Da secoli ormai l'essere umano si interroga instancabilmente sulla sua esistenza. C'è o non c'è? Esiste o non esiste? Realtà o leggenda? Ma soprattutto, ammesso che ci sia, dove diamine sta esattamente questo benedetto Punto G?

La verità, purtroppo per noi donne, è che non è ancora ben chiaro. Per essere trovato deve infatti essere stimolato. E per essere stimolato deve essere trovato. Insomma, un po' un gatto che si morde la coda.

Ma davvero siamo così complicate e inesplorabili?

Punto G: dove e come trovarlo

La ricerca del Punto G può avvenire in diversi modi: da sole, con la penetrazione, attraverso l'ausilio di vibratori. Cerchiamo ora di capire come comportarci davanti a queste 3 eventualità.

Attraverso le dita

Pensate alla vostra vagina come una sorta di tubo. Per andare dritte dritte alla ricerca del Punto G, adoperate possibilmente il dito medio, introducetelo delicatamente e premete in su.

Tenete presente che nel momento in cui le vostre dita o il pene dovessero trovare questo luogo meraviglioso, potreste avvertire un leggero fastidio, simile ad un prurito. Ed è lì che non bisogna cedere. Andate avanti e non ve ne pentirete!

Attraverso la penetrazione

In tanti vi sarete chiesti se esistono delle posizioni "a favore" di Punto G. Ebbene, la risposta è sì. 

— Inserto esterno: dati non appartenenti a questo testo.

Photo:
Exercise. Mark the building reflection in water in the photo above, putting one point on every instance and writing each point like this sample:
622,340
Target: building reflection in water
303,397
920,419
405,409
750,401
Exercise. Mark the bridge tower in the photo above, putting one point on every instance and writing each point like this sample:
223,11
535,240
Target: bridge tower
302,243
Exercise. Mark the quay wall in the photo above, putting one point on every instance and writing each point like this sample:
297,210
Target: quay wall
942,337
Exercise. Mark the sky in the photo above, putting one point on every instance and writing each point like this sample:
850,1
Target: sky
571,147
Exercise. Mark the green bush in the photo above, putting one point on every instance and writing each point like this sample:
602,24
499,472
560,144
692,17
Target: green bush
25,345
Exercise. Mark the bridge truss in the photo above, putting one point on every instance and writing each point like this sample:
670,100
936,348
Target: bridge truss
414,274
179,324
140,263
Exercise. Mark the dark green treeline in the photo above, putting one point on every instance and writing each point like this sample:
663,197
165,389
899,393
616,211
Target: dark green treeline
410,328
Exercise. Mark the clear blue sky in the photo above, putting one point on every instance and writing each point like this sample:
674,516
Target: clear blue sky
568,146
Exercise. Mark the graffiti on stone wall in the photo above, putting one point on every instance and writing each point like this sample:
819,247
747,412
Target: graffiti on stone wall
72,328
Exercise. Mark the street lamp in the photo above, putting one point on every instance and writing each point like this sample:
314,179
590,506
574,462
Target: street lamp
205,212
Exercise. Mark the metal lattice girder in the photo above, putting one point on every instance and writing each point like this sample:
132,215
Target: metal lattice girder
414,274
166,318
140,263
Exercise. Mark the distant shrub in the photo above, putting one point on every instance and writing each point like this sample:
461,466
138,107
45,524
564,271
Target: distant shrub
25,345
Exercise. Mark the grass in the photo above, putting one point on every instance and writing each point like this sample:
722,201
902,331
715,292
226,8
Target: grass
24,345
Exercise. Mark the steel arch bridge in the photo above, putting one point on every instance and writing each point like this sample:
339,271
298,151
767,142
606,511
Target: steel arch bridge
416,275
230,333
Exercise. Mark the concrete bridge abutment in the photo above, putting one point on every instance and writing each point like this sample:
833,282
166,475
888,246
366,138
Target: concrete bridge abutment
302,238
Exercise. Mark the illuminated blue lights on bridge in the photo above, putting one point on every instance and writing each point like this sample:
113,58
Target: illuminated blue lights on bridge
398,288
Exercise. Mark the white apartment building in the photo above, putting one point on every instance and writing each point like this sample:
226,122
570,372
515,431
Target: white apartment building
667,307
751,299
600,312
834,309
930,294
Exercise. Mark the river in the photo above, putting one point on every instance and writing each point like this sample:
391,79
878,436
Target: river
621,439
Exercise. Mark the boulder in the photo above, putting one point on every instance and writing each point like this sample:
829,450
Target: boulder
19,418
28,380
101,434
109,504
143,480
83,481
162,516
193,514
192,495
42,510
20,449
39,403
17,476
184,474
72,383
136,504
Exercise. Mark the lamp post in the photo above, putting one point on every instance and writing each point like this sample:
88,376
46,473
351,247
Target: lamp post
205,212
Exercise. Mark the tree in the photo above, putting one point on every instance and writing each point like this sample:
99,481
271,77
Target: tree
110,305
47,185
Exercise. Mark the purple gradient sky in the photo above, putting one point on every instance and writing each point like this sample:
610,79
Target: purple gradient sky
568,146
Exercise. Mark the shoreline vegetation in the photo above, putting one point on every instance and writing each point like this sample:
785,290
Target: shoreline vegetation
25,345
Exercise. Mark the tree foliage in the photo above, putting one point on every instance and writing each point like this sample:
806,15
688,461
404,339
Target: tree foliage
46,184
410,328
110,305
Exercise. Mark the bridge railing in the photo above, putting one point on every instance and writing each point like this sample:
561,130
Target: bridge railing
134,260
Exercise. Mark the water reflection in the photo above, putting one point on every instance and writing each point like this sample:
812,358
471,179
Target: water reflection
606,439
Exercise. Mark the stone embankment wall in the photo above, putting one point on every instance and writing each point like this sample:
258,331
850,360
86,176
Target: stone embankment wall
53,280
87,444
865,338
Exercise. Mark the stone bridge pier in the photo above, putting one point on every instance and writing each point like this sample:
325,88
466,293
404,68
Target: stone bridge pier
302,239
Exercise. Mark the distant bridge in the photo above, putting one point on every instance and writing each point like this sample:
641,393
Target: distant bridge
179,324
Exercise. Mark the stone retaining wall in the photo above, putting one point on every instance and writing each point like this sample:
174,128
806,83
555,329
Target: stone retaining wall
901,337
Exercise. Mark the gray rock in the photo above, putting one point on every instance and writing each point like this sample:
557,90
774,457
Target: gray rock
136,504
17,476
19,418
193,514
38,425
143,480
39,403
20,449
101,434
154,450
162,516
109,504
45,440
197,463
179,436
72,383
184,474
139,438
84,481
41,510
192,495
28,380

Una posizione molto adatta a questa ricerca, prevede che vi mettiate in piedi, con una gamba alzata e l'uomo che vi penetra da dietro. Sì, forse è un po' faticosa, o magari poco adatta ai meno atletici. Ai quali consigliamo un grande classico: la donna a 4 zampe e l'uomo che la penetra da dietro, andando a toccare con il membro la parete anteriore della vagina. Insomma, stiamo parlando della "pecorina", per capirci. Che oltre ad essere un grande classico, a quanto pare è ottima per stimolare il Punto G.

E non abbiate timori per quanto riguarda le dimensioni del pene. Anche un membro più piccolo, attraverso una penetrazione da dietro, può arrivare tranquillamente al Punto G. 

Attraverso un vibratore

Se l'uso delle dita e la penetrazione non hanno riscosso molto successo, forse è arrivato il momento di provare un vibratore. Ma attenzione, tenetevi alla larga da quelli dritti. Per toccare il Punto G, è importante che il vostro Sex Toy abbia una forma curva. A quel punto, sbizzarritevi pure.

Gioco eroticoHDStux@Pixabay

Se tutti questi consigli vi hanno gettato nello sconforto, non demordete. La ricerca del Punto G può essere complessa, magari non lo individuerete mai, ma chissà che nel frattempo non troviate altre cose interessanti. A volte, il viaggio per arrivare alla meta può essere più interessante della meta stessa!